Tag: sostantivo maschile

Cavezöne

Cavezöne s.m. = Calzoni, pantaloni

I puristi dicono che pantalone è un francesismo, e che in italianoi si deve dire calzoni, al plurale, come pinze, tenaglie, forbici, occhiali, perché formati da due elementi distinti quantunque uniti.

In dialetto diciamo ‘u cavezöne, come se fosse al singolare. Difatti due pantaloni si dice düje cavezüne.

Una volta si diceva che in casa è l’uomo che porta i calzoni, come per dire che ha autorità sulla moglie e sui figli.

Già, una volta.

Filed under: CTagged with:

Cavamonde 

Cavamonde s.m. = Cavapietre

Operaio addetto all’estrazione di pietre da una cava.

Costui svolgeva un lavoro tra i più faticosi esistenti.
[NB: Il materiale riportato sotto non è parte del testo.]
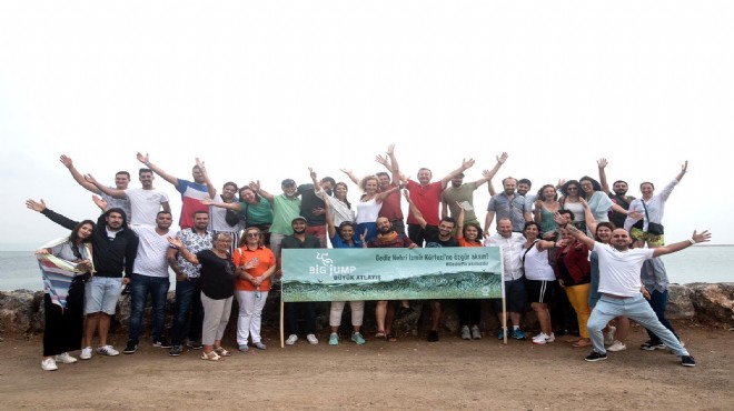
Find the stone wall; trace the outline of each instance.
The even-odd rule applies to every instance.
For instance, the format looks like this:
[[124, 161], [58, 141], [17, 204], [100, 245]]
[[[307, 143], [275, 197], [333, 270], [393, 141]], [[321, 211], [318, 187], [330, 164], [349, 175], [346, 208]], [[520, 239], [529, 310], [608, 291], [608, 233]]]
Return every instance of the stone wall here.
[[[43, 331], [43, 292], [42, 291], [0, 291], [0, 337], [20, 338], [28, 334], [40, 333]], [[271, 292], [264, 310], [262, 328], [264, 330], [278, 329], [279, 295]], [[229, 327], [232, 328], [237, 322], [237, 302], [232, 304], [232, 315]], [[423, 301], [411, 301], [413, 310], [399, 318], [396, 329], [400, 333], [418, 334], [428, 329], [429, 308]], [[365, 307], [364, 331], [373, 333], [375, 331], [375, 308], [374, 301], [368, 301]], [[143, 332], [150, 330], [150, 308], [143, 317]], [[170, 330], [173, 311], [173, 292], [168, 294], [167, 310], [167, 330]], [[127, 333], [128, 319], [130, 317], [130, 298], [123, 295], [120, 298], [117, 308], [117, 314], [112, 325], [112, 332]], [[349, 305], [345, 309], [343, 329], [349, 329]], [[707, 323], [721, 323], [726, 327], [734, 325], [734, 283], [702, 283], [696, 282], [686, 285], [672, 284], [669, 288], [669, 299], [667, 307], [667, 317], [673, 320], [697, 319]], [[484, 330], [495, 330], [498, 328], [497, 317], [494, 315], [487, 301], [482, 303], [482, 328]], [[318, 303], [317, 307], [317, 329], [327, 330], [329, 319], [329, 303]], [[535, 328], [535, 315], [528, 312], [524, 315], [525, 327]], [[443, 302], [443, 328], [444, 331], [456, 332], [459, 328], [458, 317], [453, 301]]]

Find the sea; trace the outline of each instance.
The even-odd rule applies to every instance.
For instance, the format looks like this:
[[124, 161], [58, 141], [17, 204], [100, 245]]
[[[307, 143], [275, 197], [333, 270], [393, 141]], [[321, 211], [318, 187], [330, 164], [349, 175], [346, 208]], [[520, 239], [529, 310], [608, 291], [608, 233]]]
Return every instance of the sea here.
[[[734, 282], [734, 245], [694, 245], [663, 261], [672, 283]], [[0, 251], [0, 291], [20, 289], [43, 289], [33, 251]]]

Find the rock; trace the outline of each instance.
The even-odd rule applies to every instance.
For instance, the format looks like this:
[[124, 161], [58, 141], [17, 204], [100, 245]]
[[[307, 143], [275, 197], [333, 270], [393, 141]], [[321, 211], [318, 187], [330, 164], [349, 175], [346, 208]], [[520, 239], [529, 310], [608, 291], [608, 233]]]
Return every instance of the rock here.
[[726, 324], [734, 323], [734, 282], [687, 284], [696, 314]]
[[690, 288], [685, 285], [671, 284], [668, 288], [667, 295], [667, 309], [665, 310], [665, 317], [669, 320], [690, 320], [692, 319], [696, 310], [693, 307], [693, 301], [691, 297], [693, 292]]
[[28, 290], [0, 291], [0, 333], [23, 337], [38, 312], [33, 292]]

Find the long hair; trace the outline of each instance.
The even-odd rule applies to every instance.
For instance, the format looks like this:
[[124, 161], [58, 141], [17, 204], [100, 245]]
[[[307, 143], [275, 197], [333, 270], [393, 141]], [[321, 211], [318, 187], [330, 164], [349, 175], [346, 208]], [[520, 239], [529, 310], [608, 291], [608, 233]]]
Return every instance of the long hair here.
[[[92, 231], [87, 237], [86, 239], [82, 239], [79, 237], [79, 230], [81, 229], [82, 225], [89, 224], [92, 227]], [[71, 233], [69, 234], [69, 242], [71, 243], [71, 252], [73, 252], [73, 255], [78, 259], [81, 259], [81, 251], [79, 251], [79, 245], [81, 245], [85, 242], [91, 241], [92, 235], [95, 235], [95, 231], [97, 230], [97, 227], [95, 225], [95, 222], [92, 220], [83, 220], [77, 225], [73, 227], [73, 230], [71, 230]]]

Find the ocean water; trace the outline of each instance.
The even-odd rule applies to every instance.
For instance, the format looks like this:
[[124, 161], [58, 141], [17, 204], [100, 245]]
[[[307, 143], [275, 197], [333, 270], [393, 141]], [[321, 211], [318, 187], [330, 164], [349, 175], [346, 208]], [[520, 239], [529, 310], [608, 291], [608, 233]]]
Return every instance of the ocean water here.
[[[691, 247], [664, 255], [663, 261], [673, 283], [734, 282], [734, 245]], [[19, 289], [43, 289], [36, 255], [32, 251], [0, 251], [0, 291]]]

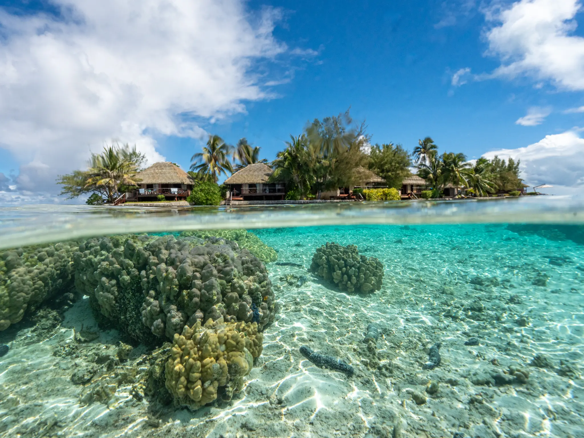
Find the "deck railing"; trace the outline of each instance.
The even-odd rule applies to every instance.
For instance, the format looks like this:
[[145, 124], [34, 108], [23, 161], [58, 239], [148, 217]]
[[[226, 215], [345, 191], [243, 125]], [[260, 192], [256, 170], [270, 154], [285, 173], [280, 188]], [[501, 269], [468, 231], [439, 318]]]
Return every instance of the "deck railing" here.
[[187, 196], [189, 191], [186, 189], [140, 189], [137, 190], [138, 196], [151, 196], [157, 194], [181, 194]]
[[283, 194], [285, 193], [283, 187], [262, 187], [261, 189], [252, 187], [241, 189], [241, 194]]

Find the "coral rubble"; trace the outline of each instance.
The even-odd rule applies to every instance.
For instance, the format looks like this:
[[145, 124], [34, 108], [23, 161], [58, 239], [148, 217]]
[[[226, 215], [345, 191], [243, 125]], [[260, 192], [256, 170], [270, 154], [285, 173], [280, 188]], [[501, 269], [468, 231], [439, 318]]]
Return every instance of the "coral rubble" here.
[[374, 257], [359, 255], [357, 246], [326, 242], [312, 256], [310, 271], [341, 290], [372, 293], [381, 288], [383, 265]]
[[243, 387], [243, 378], [262, 353], [258, 324], [225, 323], [223, 318], [197, 321], [176, 333], [166, 364], [166, 386], [175, 402], [197, 408], [215, 400], [224, 387], [228, 399]]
Con un paletto d’acciaio (‘a pala-möne, il palo da mina) dal diamentro di circa 5 cm, a forza di braccia praticava un pozzetto nella roccia profondo almeno 50 cm.
Dentro questo foro disponeva una carica di tritolo (‘a möne = la mina) che faceva brillare con una miccia a comustione lenta, per frantumare la roccia in grossi pezzi. Ognuno di questi, con un grosso martello che si impugnava con entrambe le mani, veniva ulteriormente ridotto di pezzatura, secondo l’utilizzo che se ne doveva fare. Un lavoro massacrante.

Se non vi annoio, voglio proporvi una poesia del mio caro amico Lino Nenna, dedicata a suo padre che di professione faceva proprio il cavapietre.

Méne pussènde e callöse
japèrte cöme ‘a pètele de röse,
p’a facce stanghe e scarnüte:
‘u mestjire l’ò vìste abbelüte
P’ ‘a fatüje fatte škìtte dai vrazze
e pöche chjöche tenöve mbacce.
Jìnde ‘u sguarde ‘na dulcèzze,
ma l’ùcchje luccecande de stanghezze.
‘A söra tarde turnöve, ce accarezzöve,
revedènne ‘i vüse nustre,
jìnd’u cöre süve l’anzje
de vedìrece grùsse.
Jìsse camböve škìtte pe nüje
ma ‘u tìmbe nen l’ò accarezzéte méje.
Pe la mènde alla famigghje
e p’u cùrpe alla fatüje
ò cunzeméte acchessì ‘a vüta söve.
Tótte ce’ò déte pe tanda amöre
chisà se ‘u Segnöre ce l’ò pegghjéte a cöre.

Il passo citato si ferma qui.